I only really play single player games when there's a new game out in a franchise I really like, such as Zelda, Mario and Pokemon.


----------



## VinsCool (Oct 25, 2016)

Extrovert gamer mostly. I love to play multiplayer games, like mario kart.

I also play alone, during my free time, but I get bored relatively quickly.


----------



## Sonic Angel Knight (Oct 25, 2016)

Does this question apply to online games?


----------



## DinohScene (Oct 25, 2016)

Depravo said:


> Gaming is like masturbation. Fun on your own or with a significant other, but weird and uncomfortable if you do it with strangers on the internet.



Exactly that.
I don't play multiplayer outside of with friends on private servers which is extremely rare.


----------



## Luckkill4u (Oct 25, 2016)

I'm an introvert. Also none of the few friends I have play video games and never have been good at making friends which most people don't believe when they meet me. I can act extroverted at work or if I have to but really I'm just shy and don't talk much.


----------



## zoogie (Oct 25, 2016)

Introversion and gaming are like peanut butter and jelly, sad to say.


----------



## Issac (Oct 25, 2016)

Very introvert gamer here. I really dislike playing online, because it's just not for me.


----------



## Sonic Angel Knight (Oct 25, 2016)

I dunno if this matters but is not my place to say, is just someone asked a question that they were curious about. I made a blog about social gaming and difference between introvert and extrovert which the video is from.

Basically to summerize, i play game alone most of the time cause i do not have anyone willing to play with me. While there is online games to play, i do not really agree with playing random lobby and people who are total strangers for only 5 minutes. I prefer someone i can actually develope a relationship with (That does not mean romance or with girls) Is just a matter of being more constructive. Is not constructive to me to play random people with "Potty mouth humor" twoards me on daily basis, when i could be playing with someone who potentially can allow me to have better company and time doing so.
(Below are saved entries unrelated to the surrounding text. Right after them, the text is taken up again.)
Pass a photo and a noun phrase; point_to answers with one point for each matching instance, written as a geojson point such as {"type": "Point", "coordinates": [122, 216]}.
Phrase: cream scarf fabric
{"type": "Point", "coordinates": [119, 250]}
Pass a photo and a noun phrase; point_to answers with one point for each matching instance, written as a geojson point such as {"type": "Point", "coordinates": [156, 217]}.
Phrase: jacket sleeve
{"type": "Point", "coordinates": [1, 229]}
If i had actual people to invite to my house i would be glad to play with them but as i said before i do not so online is my only option.
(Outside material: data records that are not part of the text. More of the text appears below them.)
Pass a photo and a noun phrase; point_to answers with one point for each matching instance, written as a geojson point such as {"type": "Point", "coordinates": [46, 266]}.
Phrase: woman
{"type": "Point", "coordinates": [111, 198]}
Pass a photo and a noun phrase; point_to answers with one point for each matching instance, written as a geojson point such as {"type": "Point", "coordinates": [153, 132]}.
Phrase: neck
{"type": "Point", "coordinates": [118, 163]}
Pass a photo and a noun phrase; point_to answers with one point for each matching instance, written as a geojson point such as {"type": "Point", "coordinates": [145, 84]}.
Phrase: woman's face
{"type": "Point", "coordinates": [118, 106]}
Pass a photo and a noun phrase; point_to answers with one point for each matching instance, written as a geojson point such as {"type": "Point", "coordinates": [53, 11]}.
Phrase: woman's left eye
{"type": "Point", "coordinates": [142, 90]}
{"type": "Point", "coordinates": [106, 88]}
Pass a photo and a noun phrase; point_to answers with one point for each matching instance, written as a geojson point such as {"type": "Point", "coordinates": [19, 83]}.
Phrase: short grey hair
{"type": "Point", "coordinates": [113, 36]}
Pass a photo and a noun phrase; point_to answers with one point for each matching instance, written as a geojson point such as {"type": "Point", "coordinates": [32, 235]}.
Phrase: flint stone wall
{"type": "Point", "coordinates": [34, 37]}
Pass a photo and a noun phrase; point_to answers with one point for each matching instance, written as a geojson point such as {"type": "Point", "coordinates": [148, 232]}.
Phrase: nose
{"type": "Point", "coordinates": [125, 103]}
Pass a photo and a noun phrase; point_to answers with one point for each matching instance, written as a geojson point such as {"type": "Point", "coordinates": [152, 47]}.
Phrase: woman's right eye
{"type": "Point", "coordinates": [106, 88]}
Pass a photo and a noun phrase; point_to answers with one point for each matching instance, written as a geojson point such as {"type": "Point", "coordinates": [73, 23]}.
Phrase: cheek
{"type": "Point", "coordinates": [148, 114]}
Bottom line, people will struggle with certain things about anything and this is no exception. More common is the fact people seem to be pushing network gaming a lot more than in house gathered around tv gaming, which is hard to seee when every game you buy is online mode (not really every just a majority) and unless we have ways to play games without split screen is just something i see people maybe avoiding more common.


----------



## osaka35 (Oct 25, 2016)

Introverted. I avoid online games where I have to interact with other people. I would rather play a multiplayer game solo, and die often, than go in a group. Games like splatoon or mario kart online I'll play though, because I don't have to directly interact with anyone. Just shoot or drive. I still prefer single player.


----------



## Erikku (Oct 25, 2016)

Mainly introvert, but I've seen myself trying to be extroverted more. ofc, in chats like gmod, CoD, overwatch, etc. introverted all the way, it's fun to hear the screams of trolls imo

yee it does get annoying after a while tho lmao


----------



## Raylight (Oct 25, 2016)

Introvert i like my me time.


----------



## prion (Oct 25, 2016)

I don't play games super often but when I do I generally prefer multiplayer stuff.


----------



## Condarkness (Oct 25, 2016)

Introverted for sure. Even though I have a ps4, 3, wii u, and all downstairs, I am upstairs still playing my vita, and 3ds. I like my time, its for me, by me, and only for me.


----------



## ov3rkill (Oct 25, 2016)

I won't be surprised if most people here are introverted gamers. haha.


----------



## Bubsy Bobcat (Oct 25, 2016)

Neither. Video games are for losers lmao.


----------



## Rockhoundhigh (Oct 25, 2016)

Definitely introvert though my roommates were always willing to play a round of Smash, Mario Kart, or GoldenEye. The main problem we have now is finding the time to play at all.


----------



## Coolsonickirby (Oct 25, 2016)

Mostly depends on my mood


----------



## Lucifer666 (Oct 25, 2016)

Extroverted. On my own, I never feel like I have a reason to hook up my PS4.


----------



## DKB (Oct 25, 2016)

Extroverted.


----------



## Sonic Angel Knight (Oct 25, 2016)

ov3rkill said:


> I won't be surprised if most people here are introverted gamers. haha.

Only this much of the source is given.